This is not a failure of discipline. This is the point.

AI makes exploration cheap enough that building can become a form of thinking.

### 2. Capture

As the build creates knowledge, the important parts get pulled out of the places where they would otherwise disappear.

A v2 idea becomes a future mission.

A scope decision becomes a product boundary.

A shipped PR becomes a changelog-ready summary.

A tradeoff becomes a decision log entry.

A changed feature becomes updated product truth.

The capture does not have to interrupt the builder. Ideally, it happens alongside the build — proposed, reviewed, and accepted when useful.

### 3. Reuse

The captured truth becomes useful the next time you build.

Cursor gets better context.

Claude does not need the whole product re-explained.

A teammate can understand why the feature exists.

Your launch copy reflects what actually shipped.

Your roadmap includes the v2 idea that would have died in a chat thread.

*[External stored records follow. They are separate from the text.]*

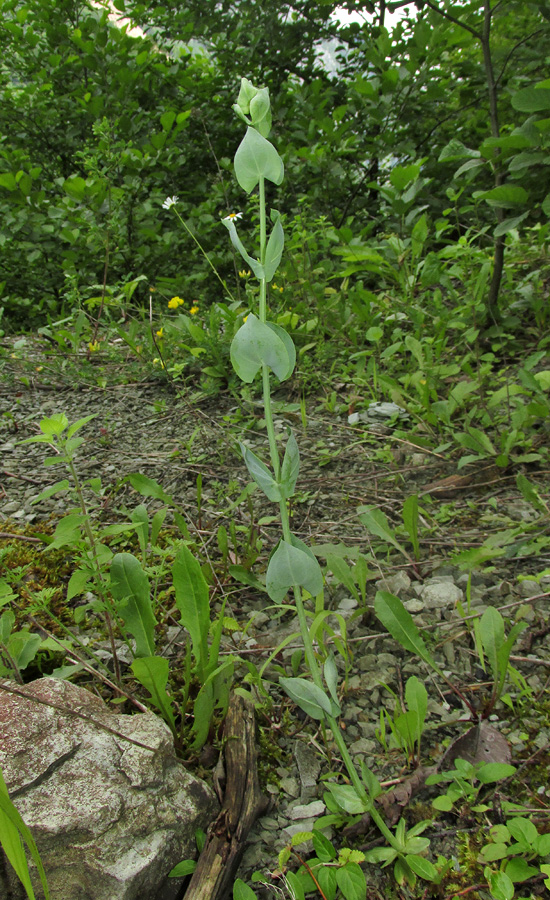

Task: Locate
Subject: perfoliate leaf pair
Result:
[233,78,271,137]
[279,678,340,721]
[231,313,296,384]
[266,535,323,603]
[239,432,300,503]
[222,213,285,281]
[233,126,284,194]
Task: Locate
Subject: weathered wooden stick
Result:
[185,694,269,900]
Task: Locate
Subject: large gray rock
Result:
[0,678,218,900]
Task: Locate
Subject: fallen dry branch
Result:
[185,694,268,900]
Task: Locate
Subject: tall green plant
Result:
[224,78,442,883]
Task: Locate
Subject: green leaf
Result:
[484,868,514,900]
[506,816,539,848]
[475,184,529,209]
[234,127,284,194]
[191,682,215,750]
[231,313,291,384]
[160,109,176,131]
[390,163,421,191]
[326,781,367,816]
[279,678,332,720]
[172,546,210,672]
[506,856,539,884]
[239,441,283,503]
[0,609,15,644]
[312,831,338,862]
[63,175,86,201]
[479,606,504,682]
[493,212,529,237]
[222,218,266,278]
[266,536,323,603]
[264,214,285,281]
[266,322,296,381]
[8,631,42,669]
[336,863,367,900]
[131,656,176,734]
[0,172,17,191]
[374,591,440,672]
[110,553,156,657]
[0,769,50,900]
[456,425,496,456]
[476,763,516,784]
[281,430,300,499]
[315,866,338,900]
[516,473,546,513]
[437,138,480,162]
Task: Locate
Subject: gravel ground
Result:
[0,342,550,897]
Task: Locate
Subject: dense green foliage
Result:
[0,0,550,327]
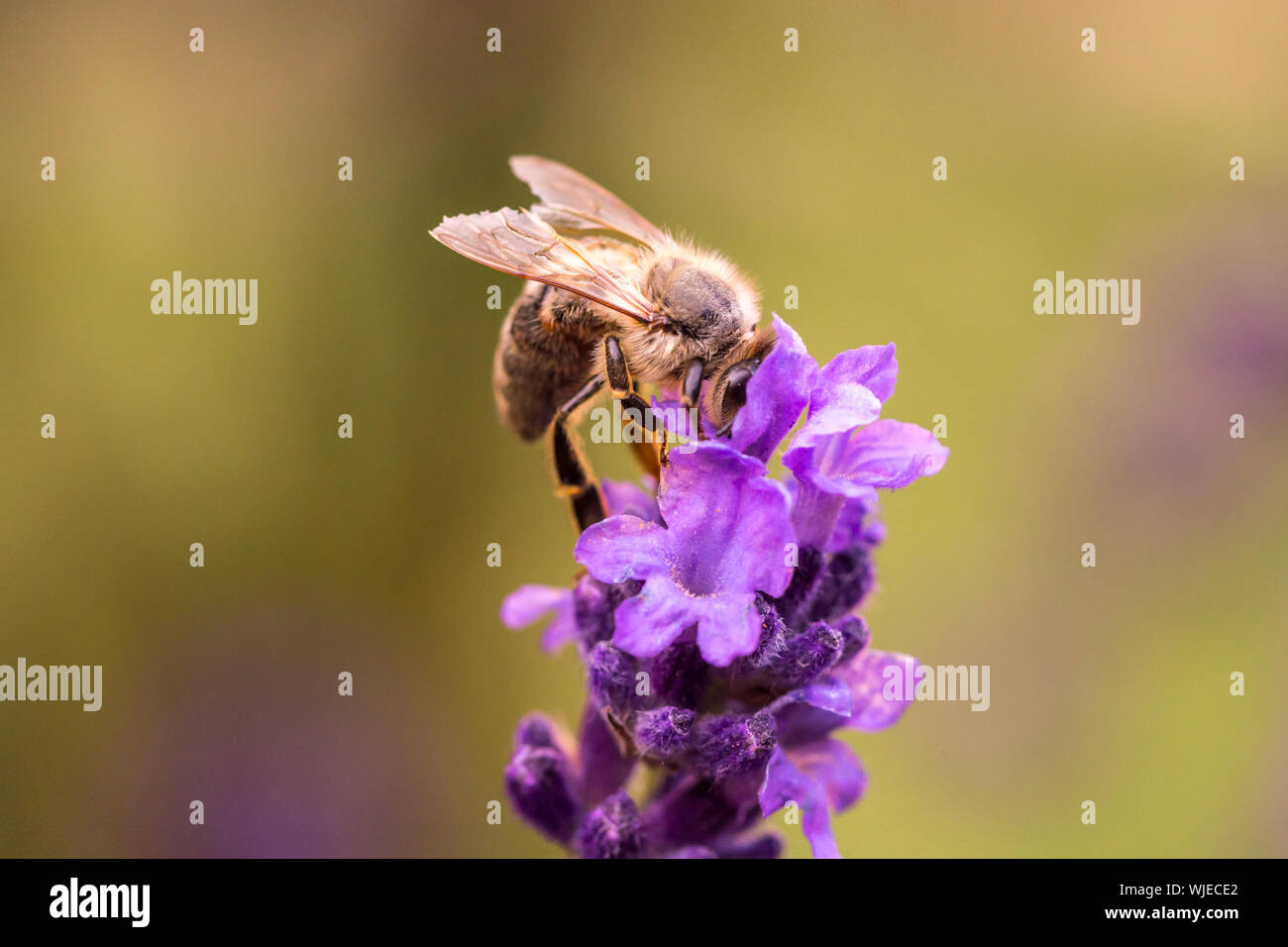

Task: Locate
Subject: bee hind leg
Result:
[550,377,606,532]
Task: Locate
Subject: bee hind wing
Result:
[510,155,666,248]
[430,207,654,322]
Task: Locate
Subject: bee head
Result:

This is where the value compounds.

The first capture saves a note.

The tenth capture creates memory.

The hundredth capture becomes a living product model that every tool can work from.

---

## Retroactive does not mean careless

There is an obvious objection here:

> “Isn't this just an excuse to avoid planning?”

No.

Retroactive PM is not anti-planning. It is anti-fake-planning.

Sometimes you know what needs to happen before you build. Great. Write the mission. Define the scope. Give your AI tool the context and let it execute.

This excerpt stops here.